Reed Smith Client Alerts

The U.S. Supreme Court recently clarified certain trademark rights for “.com” trademarks in a landmark decision in United States PTO v. Booking.com B.V. There, the High Court ruled 8-1 that Booking.com, a popular online travel reservation agency, could register its company name – BOOKING.COM – as a trademark. In doing so, the Supreme Court struck down the U.S. Patent and Trademark Office’s “per se” rule, which rendered nearly all combinations of a generic name and a domain name extension, such as “.com,” as generic and ineligible for trademark registration. The decision was a victory for Booking.com, given that the USPTO had previously rejected the company’s four trademark applications, finding the marks to be generic. This ruling provides more opportunity to protect brands and marks through trademark protection for companies that have generic term combinations.

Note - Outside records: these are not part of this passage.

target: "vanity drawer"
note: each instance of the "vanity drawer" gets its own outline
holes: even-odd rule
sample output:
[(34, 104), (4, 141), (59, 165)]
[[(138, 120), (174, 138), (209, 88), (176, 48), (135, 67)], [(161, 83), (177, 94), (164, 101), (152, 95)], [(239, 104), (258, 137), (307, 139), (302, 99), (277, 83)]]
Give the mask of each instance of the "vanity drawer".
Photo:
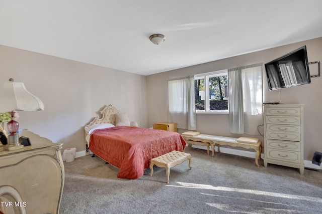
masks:
[(266, 125), (266, 131), (283, 131), (284, 132), (300, 132), (301, 126), (268, 124)]
[(299, 143), (272, 140), (267, 140), (266, 142), (267, 143), (267, 148), (277, 149), (278, 150), (301, 151), (301, 145)]
[(267, 131), (266, 138), (281, 140), (291, 140), (299, 141), (301, 134), (298, 132), (278, 132), (276, 131)]
[(267, 158), (300, 163), (300, 152), (287, 151), (268, 148)]
[(267, 115), (300, 116), (300, 107), (268, 108), (266, 110)]
[(278, 116), (266, 116), (266, 123), (268, 124), (290, 124), (290, 125), (300, 125), (301, 124), (300, 117), (283, 117)]

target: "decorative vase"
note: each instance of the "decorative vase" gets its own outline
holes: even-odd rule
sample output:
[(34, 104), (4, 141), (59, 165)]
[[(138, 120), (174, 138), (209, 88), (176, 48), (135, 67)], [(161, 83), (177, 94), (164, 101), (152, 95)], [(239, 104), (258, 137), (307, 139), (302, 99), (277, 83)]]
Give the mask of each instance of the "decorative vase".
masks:
[(19, 144), (19, 136), (16, 133), (19, 129), (19, 123), (14, 120), (15, 113), (16, 111), (15, 111), (10, 112), (12, 120), (8, 122), (7, 124), (8, 131), (10, 133), (10, 134), (8, 135), (9, 144), (16, 145)]

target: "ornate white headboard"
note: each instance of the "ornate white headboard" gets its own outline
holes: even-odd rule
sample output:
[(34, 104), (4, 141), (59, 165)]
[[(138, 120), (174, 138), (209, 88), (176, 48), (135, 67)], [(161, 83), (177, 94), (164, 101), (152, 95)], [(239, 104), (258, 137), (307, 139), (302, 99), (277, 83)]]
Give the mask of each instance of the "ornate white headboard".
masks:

In the case, both the USPTO and Booking.com agreed that “booking” is a generic term that many other reservation websites use. However, the issue in United States PTO v. Booking.com B.V. turned on whether the combination of a generic term and “.com” renders a company name ineligible for federal trademark registration. In 2016, the Trademark Trial and Appeal Board affirmed the trademark examining attorney’s denial of Booking.com’s trademark applications and held that “BOOKING.COM” was merely descriptive and lacked acquired distinctiveness. Booking.com challenged this decision in the U.S. District Court for the Eastern District of Virginia.

Siding with Booking.com, the district court ruled that the company had shown its name was not generic. It based that decision on Booking.com’s extensive nationwide advertising campaign, as well as evidence of surveys; “robust consumer sales; voluminous unsolicited media coverage; and a decade of exclusive use.” Booking.com v. Matal, 278 F. Supp. 3d 891, 923 (E.D. Va., 2017). The court stated that the evidence was more than sufficient to demonstrate that “in the minds of the public, the primary significance of ‘BOOKING.COM’ is to identify the source of the product rather than the product itself,” …and that “plaintiff's mark is entitled to protection for the services identified in Class 43, as a descriptive mark.” Id. The court ordered the USPTO to register two of Booking.com’s four trademark applications and remanded the other two.

In response to this order, the USPTO appealed this ruling to the Fourth Circuit.

The Fourth Circuit affirmed and maintained the company’s claim to trademark rights for BOOKING.COM. The holding stated that the trademark BOOKING.COM, as a whole, refers to “the company” and not to “general online hotel reservation services.” The court also rejected the USPTO’s argument that a combination of a generic name and “.com” could “never yield a non-generic mark.” Booking.com B.V. v. United States Patent and Trademark Office, 915 F.3d 171, 184 (4th Cir., 2019).